## PhD Progress: Problem Domains and Meta-Goal Modules

As I was reviewing a paper for NZCSRSC, I notcied how well the problem definition was set out. I cannot recall if any other problem definitions in RRL are set out quite as well, though there is Martijn’s fingerprint recognition example. So this got me thinking about possible domains for the agent to learn in.

One of which was (not so) simply driving from A to B. There are a great deal of actions to perform in driving, and multiple goals and conditions must be satisfied for the agent to perform well. These goals and conditions mirror the previous musings on general modules achieving them.

Anyway, perhaps my work needs to focus on this module/meta-goal achievement direction – breaking a problem into a number of possibly prioritised smaller simultaneous goals. For instance, in Pac-Man, the goal is to get a high score. But to do this, Pac-Man must remain alive. The agent needs to discover how to break a problem down into these areas.

StarCraft is a much bigger, and more important example. The agent needs to have that overall goal in mind, as well as the low-level goals and perhaps planned ramifications of achieving those goals.

## PhD Progress: Poisson Results

Recently I swapped the slot ordering process using a normal distribution (mean and standard deviation) for a Poisson distribution (only using mean). This is a simpler method of representing the slot ordering process. However, according to the onAB blocks results, it is slower to converge. This may be due to the Poisson distribution solely, or perhaps I also put other changes in (I think I also included the retesting of stale policies code as well). I may have to put the normal distribution code back in and test it again back to back.

## PhD Progress: Truly Dynamic Gamma Size

Gamma being the size of the elites. Gamma too small, and the probabilities for the select few that get into the top samples shoot up, but too big and the process takes too long. This has previously been examined as using the square of the largest slot (perhaps the average slot size). The problem is, in the onAB task, the size of the slot can quickly explode. Currently, at 3.7% in on an onAB task, there are 58 rules in a slot. That’s a (proposed) gamma size of 3364! That will take quite some time to gather. Well, maybe not HEAPS of time, but some.

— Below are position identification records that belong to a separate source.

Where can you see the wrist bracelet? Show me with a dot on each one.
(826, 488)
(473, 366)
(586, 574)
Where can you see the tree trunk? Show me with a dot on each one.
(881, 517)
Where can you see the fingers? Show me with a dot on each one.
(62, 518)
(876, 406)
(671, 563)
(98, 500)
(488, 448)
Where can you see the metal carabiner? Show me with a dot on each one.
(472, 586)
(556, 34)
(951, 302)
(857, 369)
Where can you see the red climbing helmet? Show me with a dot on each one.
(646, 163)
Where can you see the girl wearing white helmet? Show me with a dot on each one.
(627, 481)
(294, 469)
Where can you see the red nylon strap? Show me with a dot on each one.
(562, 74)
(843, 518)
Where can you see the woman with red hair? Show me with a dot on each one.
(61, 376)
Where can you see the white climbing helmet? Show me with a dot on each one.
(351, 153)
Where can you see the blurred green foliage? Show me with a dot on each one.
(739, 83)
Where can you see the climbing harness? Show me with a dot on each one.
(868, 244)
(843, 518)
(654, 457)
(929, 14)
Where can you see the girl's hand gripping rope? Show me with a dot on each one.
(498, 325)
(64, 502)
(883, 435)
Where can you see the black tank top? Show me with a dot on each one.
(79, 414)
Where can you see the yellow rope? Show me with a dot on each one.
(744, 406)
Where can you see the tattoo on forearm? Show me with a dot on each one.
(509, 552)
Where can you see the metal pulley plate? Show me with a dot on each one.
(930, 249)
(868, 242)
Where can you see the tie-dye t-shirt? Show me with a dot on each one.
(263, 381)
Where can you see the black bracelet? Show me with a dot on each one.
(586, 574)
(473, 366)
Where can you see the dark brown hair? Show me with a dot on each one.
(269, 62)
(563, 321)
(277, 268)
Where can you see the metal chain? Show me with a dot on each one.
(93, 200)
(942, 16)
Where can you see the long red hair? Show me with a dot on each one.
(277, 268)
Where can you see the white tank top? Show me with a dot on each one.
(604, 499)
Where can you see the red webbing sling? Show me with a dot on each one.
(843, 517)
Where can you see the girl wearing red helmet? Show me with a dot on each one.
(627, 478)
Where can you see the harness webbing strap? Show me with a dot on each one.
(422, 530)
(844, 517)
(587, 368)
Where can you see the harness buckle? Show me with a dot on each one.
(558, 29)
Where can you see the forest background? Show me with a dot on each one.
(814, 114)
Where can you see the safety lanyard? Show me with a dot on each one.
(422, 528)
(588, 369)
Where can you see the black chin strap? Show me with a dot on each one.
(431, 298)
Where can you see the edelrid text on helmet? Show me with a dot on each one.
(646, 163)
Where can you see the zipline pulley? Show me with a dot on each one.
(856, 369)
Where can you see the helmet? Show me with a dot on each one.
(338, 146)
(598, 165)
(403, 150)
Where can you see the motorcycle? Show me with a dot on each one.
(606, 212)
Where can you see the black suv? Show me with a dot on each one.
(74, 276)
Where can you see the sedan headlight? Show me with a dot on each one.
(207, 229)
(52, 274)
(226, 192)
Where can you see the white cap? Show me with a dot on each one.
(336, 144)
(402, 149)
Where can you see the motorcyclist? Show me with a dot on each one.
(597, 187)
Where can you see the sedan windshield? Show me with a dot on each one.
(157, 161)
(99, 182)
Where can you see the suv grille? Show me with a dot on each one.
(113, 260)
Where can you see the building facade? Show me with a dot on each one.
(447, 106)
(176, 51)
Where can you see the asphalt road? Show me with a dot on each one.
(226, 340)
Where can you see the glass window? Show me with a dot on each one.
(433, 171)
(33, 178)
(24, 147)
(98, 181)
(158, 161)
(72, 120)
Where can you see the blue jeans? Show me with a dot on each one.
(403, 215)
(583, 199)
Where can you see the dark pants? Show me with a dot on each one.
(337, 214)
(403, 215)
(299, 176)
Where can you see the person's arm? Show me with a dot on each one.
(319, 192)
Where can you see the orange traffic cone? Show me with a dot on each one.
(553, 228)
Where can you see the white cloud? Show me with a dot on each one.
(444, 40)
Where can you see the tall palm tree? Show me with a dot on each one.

This may not be as large a problem once slot splitting is implemented, but it still seems wrong. In a sense, because the set of samples is floating, and the population N no longer matters in Cross-Entrobeam learning, it doesn’t particularly matter at all. But values will likely take quite some time to converge.

The current experiment is also testing the use of restricted specialisations, which seem to be slowing the specialisation. But I failed to take into account pruning. If a rule’s parent is pruned, then obviously the parent is bad, and the rule itself will likely have a larger probability than the parent (because rules are introduced with average probability). Maybe further restrictions are required: The rule must have an average or better probability. And when new rules are created, maybe they should have the same probability as the parent rule.

The system needs a little more tweaking to deal with pruned parents and low probability rules.